Re: [RFC][PATCH 0/5] arch: atomic rework
On Tue, Feb 18, 2014 at 10:21:56PM +0100, Torvald Riegel wrote: > Well, that's how atomics that aren't volatile are defined in the > standard. I can see that you want something else too, but that doesn't > mean that the other thing is broken. Well that other thing depends on being able to see the entire program at compile time. PaulMck already listed various ways in which this is not feasible even for normal userspace code. In particular; DSOs and JITs were mentioned.
Re: [RFC][PATCH 0/5] arch: atomic rework
On Tue, Feb 18, 2014 at 12:12:06PM +, Peter Sewell wrote: > Several of you have said that the standard and compiler should not > permit speculative writes of atomics, or (effectively) that the > compiler should preserve dependencies. The example below only deals with control dependencies; so I'll limit myself to that. > In simple examples it's easy > to see what that means, but in general it's not so clear what the > language should guarantee, because dependencies may go via non-atomic > code in other compilation units, and we have to consider the extent to > which it's desirable to limit optimisation there. > > For example, suppose we have, in one compilation unit: > > void f(int ra, int*rb) { > if (ra==42) > *rb=42; > else > *rb=42; > } > > and in another compilation unit the bodies of two threads: > > // Thread 0 > r1 = x; > f(r1,&r2); > y = r2; > > // Thread 1 > r3 = y; > f(r3,&r4); > x = r4; > > where accesses to x and y are annotated C11 atomic > memory_order_relaxed or Linux ACCESS_ONCE(), accesses to > r1,r2,r3,r4,ra,rb are not annotated, and x and y initially hold 0. So I'm intuitively ok with this, however I would expect something like: void f(_Atomic int ra, _Atomic int *rb); To preserve dependencies and not make the conditional go away, simply because in that case the: if (ra == 42) the 'ra' usage can be seen as an atomic load. > So as far as we can see, either: > > 1) if you can accept the latter behaviour (if the Linux codebase does >not rely on its absence), the language definition should permit it, >and current compiler optimisations can be used, Currently there's exactly 1 site in the Linux kernel that relies on control dependencies as far as I know -- the one I put in. And its limited to a single function, so no cross translation unit funnies there. Of course, nobody is going to tell me when or where they'll put in the next one; since its now documented as accepted practise. However, PaulMck and our RCU usage very much do cross all sorts of TU boundaries; but those are data dependencies. ~ Peter
Re: [RFC][PATCH 0/5] arch: atomic rework
On Thu, Feb 13, 2014 at 09:07:55PM -0800, Torvald Riegel wrote: > That depends on what your goal is. A compiler that we don't need to fight in order to generate sane code would be nice. But as Linus said; we can continue to ignore you lot and go on as we've done.

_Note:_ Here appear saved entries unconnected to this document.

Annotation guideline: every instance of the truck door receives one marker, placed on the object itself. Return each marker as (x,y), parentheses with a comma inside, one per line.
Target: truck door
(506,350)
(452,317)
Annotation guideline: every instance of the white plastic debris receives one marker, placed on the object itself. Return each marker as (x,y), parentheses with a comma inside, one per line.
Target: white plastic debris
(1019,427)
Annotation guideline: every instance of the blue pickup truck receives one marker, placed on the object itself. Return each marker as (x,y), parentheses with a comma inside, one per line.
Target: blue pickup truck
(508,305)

Re: [RFC][PATCH 0/5] arch: atomic rework
On Wed, Feb 12, 2014 at 09:42:09AM -0800, Paul E. McKenney wrote: > You need volatile semantics to force the compiler to ignore any proofs > it might otherwise attempt to construct. Hence all the ACCESS_ONCE() > calls in my email to Torvald. (Hopefully I translated your example > reasonably.) My brain gave out for today; but it did appear to have the right structure. I would prefer it C11 would not require the volatile casts. It should simply _never_ speculate with atomic writes, volatile or not.

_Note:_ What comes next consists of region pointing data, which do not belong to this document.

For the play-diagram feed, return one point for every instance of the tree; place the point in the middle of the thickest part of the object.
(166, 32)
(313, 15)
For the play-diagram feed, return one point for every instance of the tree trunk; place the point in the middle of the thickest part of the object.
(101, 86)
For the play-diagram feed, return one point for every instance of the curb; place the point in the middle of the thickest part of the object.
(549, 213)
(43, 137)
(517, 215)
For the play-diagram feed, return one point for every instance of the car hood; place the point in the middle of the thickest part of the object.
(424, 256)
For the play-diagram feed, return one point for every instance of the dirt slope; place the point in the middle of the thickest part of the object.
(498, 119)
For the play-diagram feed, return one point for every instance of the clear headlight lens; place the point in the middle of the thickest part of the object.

Re: [RFC][PATCH 0/5] arch: atomic rework
> I don't know the specifics of your example, but from how I understand > it, I don't see a problem if the compiler can prove that the store will > always happen. > > To be more specific, if the compiler can prove that the store will > happen anyway, and the region of code can be assumed to always run > atomically (e.g., there's no loop or such in there), then it is known > that we have one atomic region of code that will always perform the > store, so we might as well do the stuff in the region in some order. > > Now, if any of the memory accesses are atomic, then the whole region of > code containing those accesses is often not atomic because other threads > might observe intermediate results in a data-race-free way. > > (I know that this isn't a very precise formulation, but I hope it brings > my line of reasoning across.) So given something like: if (x) y = 3; assuming both x and y are atomic (so don't gimme crap for now knowing the C11 atomic incantations); and you can prove x is always true; you don't see a problem with not emitting the conditional? Avoiding the conditional changes the result; see that control dependency email from earlier. In the above example the load of X and the store to Y are strictly ordered, due to control dependencies. Not emitting the condition and maybe not even emitting the load completely wrecks this. Its therefore an invalid optimization to take out the conditional or speculate the store, since it takes out the dependency.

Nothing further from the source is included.